Chile’s Mining Revival Fuels Steady Economic Growth Amid Global Demand in April 2025

Chile’s central bank reported a 2.5% year-over-year rise in economic activity for April 2025, driven by resurgent mining output and stronger commerce.
The Monthly Economic Activity Index (Imacec), a proxy for GDP, also climbed 0.6% from March, outpacing analyst forecasts. This marks ten consecutive months of growth for South America’s top copper producer, reinforcing its pivotal role in global supply chains.
Mining surged 10.7% annually in April, fueled by higher copper extraction and improved ore grades. State agency Cochilco projects record copper output of 5.8 million metric tons in 2025, a 6% jump from 2024, as major mines like Quebrada Blanca Phase 2 ramp up operations.
Chile’s Copper-Driven Recovery Outpaces Forecasts
Chile supplies 25% of the world’s copper, critical for renewable energy and electronics, with China as its largest buyer. The sector’s rebound lifted goods production by 4.6%, while commerce rose 3.9%, led by online retail and machinery sales.
Services grew modestly at 1.2%, supported by healthcare and tourism. The economy expanded 2.6% in 2024, exceeding government and World Bank forecasts, though challenges persist.
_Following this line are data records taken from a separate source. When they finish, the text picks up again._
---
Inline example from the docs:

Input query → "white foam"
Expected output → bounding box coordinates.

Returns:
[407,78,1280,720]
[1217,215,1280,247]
Unemployment remains at 8.5%, and labor informality affects 28.4% of female workers. Inflation eased to 4.3% in 2024, with further declines expected as the central bank trims rates to 5.0%.
Fiscal discipline and a projected $1.9 billion April trade surplus have stabilized recovery efforts post-pandemic, when GDP spiked 11.7% in 2021 before slowing to 2.4% in 2022.
Growth hinges on sustained mining investment, with $83 billion planned for projects through 2033. Water scarcity and energy costs pose risks, but copper’s price resilience—forecast at $4.20–$4.50 per pound—offers long-term leverage.
For global markets, Chile’s stability counters supply chain uncertainties, while its lithium reserves position it as a green energy ally.
As the central bank eyes 2.1% growth in 2025, the mining-led rebound underscores Chile’s strategic economic balancing act: harnessing natural resources while navigating structural reforms.